裏表のないメルのこういう一言一言に、俺は何度救われただろう。
「メル、俺も入っていいかな?」
「はい!」
メルはそっと右に避けてくれる。
なんだかどんどん綺麗になっていくメルを見て、俺は理性を保てるか心配になってくる。
恐らく大丈夫なはずだ...いや、大丈夫だ!
自分にそう言い聞かせつつ、実は気が気でない。
「メル、水鉄砲って知ってる?」
「いえ、分かりません」
「...えいっ」
ぱしゃ、とメルの頬めがけて一発軽めに打った。
「く、くすぐったいです」
「メルもやってみる?」
「はい!」
「手をこうして...」
俺の説明を真面目に聞いてくれるメルが、とてつもなく愛しく感じた。
ー*ー
お風呂からあがると、私はベッドがあるお部屋に行ってみた。
そこでノートがあることに気づいた。
《メル
不安にさせてごめん。
でも、メルを危険な目には絶対に遭わせたりしないから心配しないで。
俺も、メルが悲しむようなことはしないって約束する。
だから...全部片づいたら、また一緒に住んでくれる?》
(カムイ...)
そんなことを考えていてくれていたなんて、全く気づかなかった。
でも、私は...。
色々と考えながら、ノートに返信を書いた。
ー**ー
俺が出たときには、メルは既に眠ってしまっていた。
ふとノートを見る。
《カムイ
カムイが私を気遣ってくださるのはとても嬉しいです。
でも、私はカムイのお手伝いをしたいんです。
待ってるだけじゃ、イヤなんです。
全部をおしまいにするお手伝いをさせてください。
また一人で背負わないでください》
「...メル」
またこうして、俺の心を奪っていく。
メルには、敵わない。
(たしかにメルを一人にするのは危険だ。
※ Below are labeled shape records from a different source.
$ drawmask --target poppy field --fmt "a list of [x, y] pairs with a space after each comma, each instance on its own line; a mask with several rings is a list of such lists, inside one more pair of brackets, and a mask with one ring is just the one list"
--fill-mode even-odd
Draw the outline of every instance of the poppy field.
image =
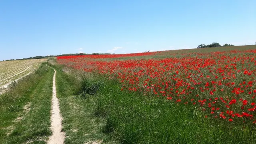
[[[155, 52], [142, 53], [144, 55]], [[118, 80], [120, 90], [194, 105], [206, 118], [255, 123], [256, 50], [190, 54], [164, 59], [105, 61], [128, 54], [60, 56], [58, 62]], [[141, 56], [134, 54], [132, 56]]]
[[57, 58], [103, 84], [84, 104], [110, 141], [256, 142], [255, 46]]

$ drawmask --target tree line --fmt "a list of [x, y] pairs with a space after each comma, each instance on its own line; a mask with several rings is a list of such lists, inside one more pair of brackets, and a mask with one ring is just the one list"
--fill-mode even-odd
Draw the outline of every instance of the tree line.
[[232, 44], [223, 44], [223, 46], [221, 46], [220, 44], [217, 42], [214, 42], [212, 43], [212, 44], [205, 45], [204, 44], [201, 44], [198, 46], [197, 47], [197, 48], [216, 48], [216, 47], [222, 47], [222, 46], [235, 46]]
[[41, 58], [47, 58], [48, 57], [56, 57], [58, 56], [83, 56], [83, 55], [99, 55], [99, 54], [111, 54], [110, 53], [93, 53], [92, 54], [85, 54], [83, 53], [80, 53], [79, 54], [59, 54], [58, 55], [50, 55], [50, 56], [36, 56], [33, 57], [30, 57], [28, 58], [24, 58], [21, 59], [11, 59], [11, 60], [3, 60], [3, 61], [10, 61], [10, 60], [31, 60], [31, 59], [41, 59]]

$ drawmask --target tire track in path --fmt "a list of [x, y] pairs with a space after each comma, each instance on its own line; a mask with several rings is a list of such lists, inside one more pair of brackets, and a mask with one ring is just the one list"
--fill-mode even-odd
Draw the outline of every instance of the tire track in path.
[[[46, 65], [46, 66], [47, 65]], [[62, 144], [64, 143], [65, 140], [65, 132], [61, 131], [62, 119], [60, 115], [59, 101], [56, 96], [56, 86], [55, 84], [56, 70], [54, 68], [50, 66], [49, 67], [54, 70], [54, 74], [53, 75], [52, 82], [52, 99], [51, 112], [50, 128], [52, 131], [52, 135], [50, 137], [48, 143], [48, 144]]]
だが、情報を集めるにはあそこへ行くしか...)
メルを連れていきたくない。
だが、俺は決めた。
メルを連れていくことを。
逃げていたのは俺の方だったのかもしれないと思った。
守る自信がないからと、メルを置いていこうとした。
だが、俺は...
(今度こそ、全てを守る!)
ーーーーーーーーーーーーーーーーーーーーーーーーーーーーーーーーーーーーーーーー
「あれえ?ここじゃなかったの?」
「俺はここで手当てをしてもらって...」
男が二人、ある場所の前に立っていた。
「...役立たずはお片づけだあ!」
「うわあああああああああ!」
その日の夜、ある男が殺された。
その遺体は翌日箱に詰められ、見事に『お片づけ』された状態で発見された。